STIGMERGY: The C4SS Blog
Missing Comma: Yes, You Can Say That on the Radio

Radio is one of those things that most people just don’t get enthusiastic about.

Sure, it’s nice to have on in the background when you’re driving, but the days of gathering around the radio for the latest news, radio dramas and presidential addresses pretty much ended with the introduction of TV. Radio gave a voice to black communities across the United States, public forums for politicians and commentators of all political persuasions, and allowed people to hear music they never would’ve dreamed of pre-Internet.

And yet people tend to forget that noncommercial radio is pretty much the only place where free speech in its most raw form still exists on a public forum. Although I’m only halfway through reading “Rebels on the Air” by Jesse Walker, I’ve gotten the point that the history of radio is colored with innovation springing from state regulations and creative middle fingers to the bureaucrats who attempted to control the airways. One of the best examples of this is the development of frequency modulation:

 “As the 1920s progressed, the inventor [Edwin Howard Armstrong] became obsessed with the idea of eliminating static through a technology he called Frequency Modulation, or FM. Most engineers believed that this was impossible – in the mathematician John Renshaw Carson’s then famous words, that, “static, like the poor, will always be with us.” In 1933, Armstrong unveiled his invention and proved Carson wrong… Armstrong tried to convince his old friend David Sarnoff, the head of the RCA, to invest in his work, but Sarnoff believed the future of broadcasting lay in television, not FM… So he used his clout at the Federal Communications Commission to hinder Armstrong’s invention.”

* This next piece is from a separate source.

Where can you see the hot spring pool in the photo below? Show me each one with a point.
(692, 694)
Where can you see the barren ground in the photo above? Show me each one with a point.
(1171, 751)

Long story short, after a bunch of uphill battles against regulatory measures, FM became a mainstay of radio. Walker’s book was published in 2001 however, right before the explosion of podcasts and Internet radio.

My own love affair with radio began when I was a senior in high school in 2011 (yes, Clinton was in office when I was born) when I got a chance to work on OutCasting, a radio show that started out as a bit on WDFH, a now-defunct public radio station based in Westchester County, NY. OutCasting has since been distributed to 41 Pacifica-based public radio stations across the country, and is readily available as a podcast. The project started as a way to give a voice to LGBT youth, is mostly created and produced by high school students, and is looking at a pretty bright future. During my second year of college, I interned at Townsquare Media of the Hudson Valley, which distributes several commercial radio stations.

I’ve seen firsthand the way radio fosters community, even though it’s easy to scoff at commercial outlets. The popularity of podcasts like Welcome to Night Vale harken back to the days where a “War of the Worlds” broadcast was mistaken for a real alien invasion, PRX’s Love and Radio turns the mundane into a surreal sound experience, Opie and Anthony have brought their crass, deliberately un-PC stunts to the airways for twenty years, C4SS has its own podcast feed, and still more podcasts are produced by people without soundproofing, advanced audio technology or professional producers.

Podcasting is something literally anyone with a microphone and a little bit of patience can do. Trevor wrote an excellent guide to studioless podcasting awhile back, and I guess this is something of a call to action to fill the Internet airways and iTunes libraries with whatever the hell you want.

Last week I talked about how print can be used to undermine authority, but radio exists in the same camp. The FCC can stop us from using words they don’t like, but they can’t do anything about the manpower and ideas radio can generate.